I can't tell you how good this feels. After so long in the nightmare wilderness, in the church's vision I glimpsed a possible model for how other jobs and businesses could try to make this support, adaptation and flexibility work for all those with severe life-limiting illnesses and very special challenges to tackle.

What I've gone through healthwise all my adult life, and even before that in my father's stroke at 45, places me in a uniquly blessed position to be part of the solution for others, or at least compassionate to hear what they are saying, or not able easily to express.
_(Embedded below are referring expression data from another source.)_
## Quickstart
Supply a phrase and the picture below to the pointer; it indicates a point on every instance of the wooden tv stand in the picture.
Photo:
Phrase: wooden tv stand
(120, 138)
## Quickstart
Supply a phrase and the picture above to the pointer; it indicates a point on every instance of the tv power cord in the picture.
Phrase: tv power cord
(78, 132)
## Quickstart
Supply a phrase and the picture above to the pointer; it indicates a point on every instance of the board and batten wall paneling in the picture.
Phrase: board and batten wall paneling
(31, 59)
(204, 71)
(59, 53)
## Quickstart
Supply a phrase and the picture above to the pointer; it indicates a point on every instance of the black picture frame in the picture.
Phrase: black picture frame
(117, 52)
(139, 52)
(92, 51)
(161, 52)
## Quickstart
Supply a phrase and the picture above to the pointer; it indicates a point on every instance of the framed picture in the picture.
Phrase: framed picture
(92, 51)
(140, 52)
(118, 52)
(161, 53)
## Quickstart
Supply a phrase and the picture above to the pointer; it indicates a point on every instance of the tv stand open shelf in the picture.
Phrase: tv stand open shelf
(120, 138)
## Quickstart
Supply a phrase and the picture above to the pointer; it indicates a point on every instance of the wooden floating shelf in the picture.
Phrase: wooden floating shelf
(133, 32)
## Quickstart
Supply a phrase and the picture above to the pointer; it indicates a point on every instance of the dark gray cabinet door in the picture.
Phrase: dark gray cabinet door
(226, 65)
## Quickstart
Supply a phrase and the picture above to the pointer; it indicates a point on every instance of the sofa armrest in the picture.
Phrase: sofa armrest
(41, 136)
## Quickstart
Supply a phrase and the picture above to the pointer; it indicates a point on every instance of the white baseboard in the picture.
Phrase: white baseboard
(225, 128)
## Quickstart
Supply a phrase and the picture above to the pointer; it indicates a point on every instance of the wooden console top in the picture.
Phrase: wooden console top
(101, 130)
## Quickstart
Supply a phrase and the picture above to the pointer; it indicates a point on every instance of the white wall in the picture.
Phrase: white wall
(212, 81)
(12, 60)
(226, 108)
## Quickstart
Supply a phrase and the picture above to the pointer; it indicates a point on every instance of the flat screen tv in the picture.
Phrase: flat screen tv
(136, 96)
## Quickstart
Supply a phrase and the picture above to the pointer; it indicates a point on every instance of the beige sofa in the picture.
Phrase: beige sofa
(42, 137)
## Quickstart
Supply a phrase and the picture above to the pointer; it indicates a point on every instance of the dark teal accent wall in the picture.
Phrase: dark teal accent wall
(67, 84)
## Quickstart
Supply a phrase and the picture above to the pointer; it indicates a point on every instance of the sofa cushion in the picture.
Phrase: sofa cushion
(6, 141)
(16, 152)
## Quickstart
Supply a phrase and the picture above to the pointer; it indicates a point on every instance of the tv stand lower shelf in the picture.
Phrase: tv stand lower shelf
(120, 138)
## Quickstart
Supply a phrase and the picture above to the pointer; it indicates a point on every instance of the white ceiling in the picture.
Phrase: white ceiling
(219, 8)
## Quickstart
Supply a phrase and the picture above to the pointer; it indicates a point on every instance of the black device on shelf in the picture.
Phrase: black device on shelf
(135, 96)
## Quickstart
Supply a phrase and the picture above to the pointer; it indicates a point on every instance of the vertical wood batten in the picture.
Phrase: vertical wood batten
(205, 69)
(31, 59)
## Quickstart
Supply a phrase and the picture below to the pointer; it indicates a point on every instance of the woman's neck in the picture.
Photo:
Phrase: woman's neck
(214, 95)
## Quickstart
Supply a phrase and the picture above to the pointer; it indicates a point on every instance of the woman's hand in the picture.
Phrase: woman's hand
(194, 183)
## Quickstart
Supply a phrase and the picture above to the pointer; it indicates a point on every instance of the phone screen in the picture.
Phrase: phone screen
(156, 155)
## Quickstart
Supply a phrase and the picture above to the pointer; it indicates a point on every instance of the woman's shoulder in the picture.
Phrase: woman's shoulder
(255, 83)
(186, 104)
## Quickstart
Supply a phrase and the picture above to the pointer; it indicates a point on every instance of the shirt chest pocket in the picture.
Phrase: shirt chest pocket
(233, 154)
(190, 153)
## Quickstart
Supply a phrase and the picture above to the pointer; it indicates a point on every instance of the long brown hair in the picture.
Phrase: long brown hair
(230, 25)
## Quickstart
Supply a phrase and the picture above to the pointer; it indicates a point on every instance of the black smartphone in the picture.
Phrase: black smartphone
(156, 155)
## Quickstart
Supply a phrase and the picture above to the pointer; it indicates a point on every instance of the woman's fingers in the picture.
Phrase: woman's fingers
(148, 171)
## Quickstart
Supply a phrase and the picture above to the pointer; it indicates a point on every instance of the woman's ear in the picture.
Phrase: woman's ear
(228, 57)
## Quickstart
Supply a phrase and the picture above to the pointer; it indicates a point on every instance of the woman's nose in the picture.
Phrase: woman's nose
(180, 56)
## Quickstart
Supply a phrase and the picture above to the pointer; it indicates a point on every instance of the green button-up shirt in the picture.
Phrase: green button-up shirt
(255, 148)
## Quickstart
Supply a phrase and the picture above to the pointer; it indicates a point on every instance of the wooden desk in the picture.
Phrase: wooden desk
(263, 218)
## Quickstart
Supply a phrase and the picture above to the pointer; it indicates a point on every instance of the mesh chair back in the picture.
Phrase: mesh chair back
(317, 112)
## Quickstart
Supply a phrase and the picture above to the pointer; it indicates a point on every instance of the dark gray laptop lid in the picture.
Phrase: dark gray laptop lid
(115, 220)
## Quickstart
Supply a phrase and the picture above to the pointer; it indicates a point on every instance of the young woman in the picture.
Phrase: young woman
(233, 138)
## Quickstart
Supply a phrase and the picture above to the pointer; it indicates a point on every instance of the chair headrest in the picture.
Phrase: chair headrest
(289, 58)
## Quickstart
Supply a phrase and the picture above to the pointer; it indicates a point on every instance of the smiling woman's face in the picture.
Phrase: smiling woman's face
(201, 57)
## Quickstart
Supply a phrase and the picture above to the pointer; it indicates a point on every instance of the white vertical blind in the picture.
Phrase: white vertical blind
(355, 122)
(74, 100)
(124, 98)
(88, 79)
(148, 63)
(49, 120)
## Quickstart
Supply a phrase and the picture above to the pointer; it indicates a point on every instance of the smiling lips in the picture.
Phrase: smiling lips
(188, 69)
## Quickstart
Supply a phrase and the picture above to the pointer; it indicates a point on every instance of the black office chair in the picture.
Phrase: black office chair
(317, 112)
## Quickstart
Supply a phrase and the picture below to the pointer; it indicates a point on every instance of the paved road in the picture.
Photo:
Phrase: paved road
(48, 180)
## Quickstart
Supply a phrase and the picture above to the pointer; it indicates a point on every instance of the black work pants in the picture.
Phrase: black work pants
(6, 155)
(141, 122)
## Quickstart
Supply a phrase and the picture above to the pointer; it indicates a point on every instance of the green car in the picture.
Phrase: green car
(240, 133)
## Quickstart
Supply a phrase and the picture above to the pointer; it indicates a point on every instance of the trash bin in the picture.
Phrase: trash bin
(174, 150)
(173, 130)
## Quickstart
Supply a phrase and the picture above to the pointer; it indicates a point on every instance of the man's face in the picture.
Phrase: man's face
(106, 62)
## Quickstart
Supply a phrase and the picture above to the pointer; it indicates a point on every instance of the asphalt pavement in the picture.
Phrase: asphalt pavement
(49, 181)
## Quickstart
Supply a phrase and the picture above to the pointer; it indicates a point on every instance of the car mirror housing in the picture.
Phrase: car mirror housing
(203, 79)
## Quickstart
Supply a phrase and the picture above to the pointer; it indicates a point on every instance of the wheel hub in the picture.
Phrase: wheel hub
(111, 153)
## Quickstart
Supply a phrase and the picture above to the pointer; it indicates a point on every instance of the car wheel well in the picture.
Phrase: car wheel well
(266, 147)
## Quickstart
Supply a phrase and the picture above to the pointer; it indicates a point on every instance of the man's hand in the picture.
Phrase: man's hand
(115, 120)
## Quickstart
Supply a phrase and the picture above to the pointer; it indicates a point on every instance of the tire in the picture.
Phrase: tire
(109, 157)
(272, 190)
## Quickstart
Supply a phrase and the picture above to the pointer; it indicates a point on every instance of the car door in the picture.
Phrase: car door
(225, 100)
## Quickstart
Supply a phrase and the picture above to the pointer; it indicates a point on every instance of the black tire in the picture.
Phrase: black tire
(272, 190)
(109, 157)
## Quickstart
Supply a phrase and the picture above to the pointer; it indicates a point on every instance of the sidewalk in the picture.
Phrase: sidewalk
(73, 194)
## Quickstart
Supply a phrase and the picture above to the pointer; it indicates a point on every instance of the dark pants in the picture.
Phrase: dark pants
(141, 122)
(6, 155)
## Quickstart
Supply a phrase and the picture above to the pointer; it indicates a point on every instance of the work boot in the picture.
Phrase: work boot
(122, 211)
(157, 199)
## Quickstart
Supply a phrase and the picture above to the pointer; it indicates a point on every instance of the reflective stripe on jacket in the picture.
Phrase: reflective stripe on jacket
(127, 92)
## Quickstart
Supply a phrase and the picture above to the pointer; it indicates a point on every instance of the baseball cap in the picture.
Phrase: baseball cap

Only time will tell, but that my "company" is beginning  to even contemplate what it means to enable its broken children to ease into making their unique contribution again, while remaining less than wholly able, is a miracle almost too amazing and beautiful to take in.


Half way through his visit, my toilet cistern outlet exploded noisily, drowning our conversation, pouring a flood of water onto the tiles. It had been overflowing in drips for some weeks, but today it came to a head. And he fixed it! Right place, right time, or the whisper of a loving provision?


My colleague knows he can't "fix" me. But he is open to finding the round hole instead of the square one, into which this round peg can somehow, day by fluctuating day, gradually fit herself again.


Till then, my body is sick, my head is throbbing, but my heart and my spirit is singing!